Abstract
Introduction:
Resecting large pedunculated bladder tumors can be challenging and time consuming, especially if the tumor is located on the dome or anterior wall. We present our step-by-step process of transurethral resection of bladder tumor using an endoscopic snare (TURBTS).
Methods:
We use a 22.5F rigid cystoscope with a 30°/70° lens. The endoscopic snare we use is either a medium oval (27 mm) flexible or a large oval (30 mm) flexible polypectomy snare. Given monopolar electro cautery is used for the procedure, the patient has to be grounded. We use 10 W of pure cut energy to transect the stalk of the tumor and 30 W of energy for coagulation after removal of the tumor. Our criteria for performing a TURBTS was a papillary pedunculated tumor, tumors that appear low grade appearing in nature, patients with a negative urine cytology, and tumor size <8 cm. We typically perform a biopsy of the tumor base using a biopsy forceps or a resectoscope to ensure a thorough resection.
Results:
After institution review board approval, 49 consecutive patients underwent a TURBTS between 2008 and 2016. There were 20 female and 29 male patients.
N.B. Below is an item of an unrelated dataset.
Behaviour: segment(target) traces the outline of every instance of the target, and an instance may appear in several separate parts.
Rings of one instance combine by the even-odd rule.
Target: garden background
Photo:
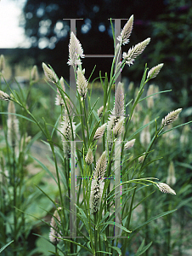
[[[3,75],[13,90],[17,88],[18,83],[20,84],[21,88],[28,88],[31,86],[29,85],[31,79],[31,71],[32,67],[37,65],[39,79],[31,88],[28,104],[32,105],[35,102],[32,108],[36,111],[36,115],[39,118],[49,116],[50,123],[54,124],[57,120],[57,114],[59,111],[54,105],[55,93],[44,80],[42,63],[50,64],[59,78],[63,76],[66,81],[69,81],[70,68],[66,65],[69,55],[69,19],[82,19],[76,20],[76,37],[83,46],[85,55],[113,55],[114,45],[110,18],[128,20],[132,15],[134,15],[134,22],[129,47],[149,37],[151,41],[143,55],[137,58],[134,65],[125,68],[121,73],[126,102],[128,102],[135,97],[145,63],[148,63],[150,68],[159,63],[164,63],[157,78],[152,82],[156,87],[158,86],[159,90],[172,90],[154,98],[155,104],[152,108],[146,102],[142,102],[140,108],[137,109],[133,131],[134,131],[140,125],[149,123],[149,120],[145,119],[146,116],[150,116],[150,119],[155,118],[156,114],[163,117],[170,111],[179,108],[183,108],[183,111],[178,124],[190,121],[192,115],[192,2],[189,0],[97,2],[28,0],[23,9],[20,26],[25,28],[31,47],[29,49],[0,49],[0,55],[4,55],[6,61]],[[121,27],[126,22],[126,20],[121,20]],[[127,49],[126,46],[122,46],[122,52],[127,51]],[[95,65],[92,81],[99,75],[99,71],[102,76],[105,75],[105,72],[108,75],[110,74],[111,58],[85,57],[83,60],[83,68],[88,75],[92,73]],[[14,77],[17,81],[14,80]],[[2,84],[3,86],[4,84],[3,79]],[[148,90],[151,84],[148,84]],[[92,104],[98,97],[102,98],[102,85],[99,82],[93,84],[92,95]],[[147,90],[144,95],[147,96]],[[5,109],[5,105],[3,108]],[[18,113],[22,113],[19,108],[16,108],[16,111]],[[0,121],[1,127],[3,127],[2,116]],[[25,122],[23,127],[26,129],[28,136],[35,137],[36,142],[29,149],[31,155],[52,171],[52,162],[45,157],[45,155],[50,157],[48,156],[49,151],[39,139],[38,127],[32,123],[26,125]],[[147,131],[152,132],[151,129]],[[22,132],[24,133],[24,131]],[[42,139],[45,138],[42,137]],[[129,253],[127,252],[127,255],[134,255],[134,250],[138,246],[138,241],[142,241],[141,237],[145,237],[149,242],[153,241],[152,249],[145,252],[145,255],[192,255],[190,244],[192,238],[191,140],[191,125],[187,125],[165,134],[164,138],[158,143],[160,153],[158,157],[163,157],[163,160],[153,164],[151,172],[156,177],[166,182],[168,169],[173,168],[177,181],[173,189],[178,192],[177,197],[172,199],[167,196],[169,195],[163,195],[165,197],[162,200],[162,197],[158,199],[157,196],[152,195],[149,204],[143,206],[141,212],[138,209],[135,221],[138,218],[145,219],[151,214],[153,215],[154,206],[164,211],[174,208],[178,210],[170,216],[161,218],[160,222],[152,222],[150,225],[147,225],[147,228],[142,231],[143,233],[138,235],[138,240],[135,239],[132,250]],[[145,145],[139,141],[140,137],[138,135],[136,137],[138,143],[134,148],[136,154],[140,154],[141,146],[145,148]],[[3,166],[3,155],[6,149],[2,131],[0,143],[2,166]],[[43,194],[39,193],[39,190],[37,192],[34,184],[40,186],[41,189],[46,191],[48,195],[55,197],[58,196],[58,189],[54,186],[52,179],[42,171],[42,166],[34,161],[31,157],[25,160],[25,165],[26,175],[30,177],[27,184],[27,188],[30,188],[27,189],[29,195],[31,192],[35,193],[27,212],[37,218],[50,222],[52,216],[49,212],[54,212],[54,210],[53,203]],[[150,210],[146,212],[146,209]],[[144,214],[142,214],[144,210],[145,210]],[[12,216],[8,218],[11,219]],[[33,235],[36,233],[48,238],[49,227],[34,220],[31,216],[27,218],[26,222],[29,224],[32,224],[32,226],[28,229],[27,244],[25,245],[25,248],[28,248],[26,255],[52,255],[48,251],[53,250],[51,247],[53,246],[42,237]],[[2,218],[2,222],[3,221]],[[3,245],[2,243],[0,247]],[[50,249],[48,248],[49,246]],[[164,251],[161,250],[161,247],[164,247]],[[5,253],[3,255],[12,255],[8,254],[11,253],[11,251],[8,253],[8,249],[7,253],[5,250],[3,253]],[[20,252],[15,255],[23,254]]]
Median follow-up was 29 months (interquartile range [IQR] 9–43 months). Median age was 70 years (IQR 60–79). Median procedure time was 32 minutes (IQR 23.5–50.5). Median procedure time per tumor was 24 minutes (IQR 15–34.5). Median number of tumors treated per patient was 1 (IQR 1–2) and median tumor size was 3 cm (IQR 2–5 cm). Muscle was obtained in 71% (35/49) of patients. There were no immediate or long-term complications after TURBTS. Intravesical chemotherapy was administered in 84% (41/49) of patients. Tumor recurrence occurred in 34.7% (17/49) of patients.
Conclusion:
TURBTS of bladder tumor using an endoscopic snare is a safe and feasible procedure. TURBTS may be an additional armamentarium for a urologist to safely resect pedunculated tumors.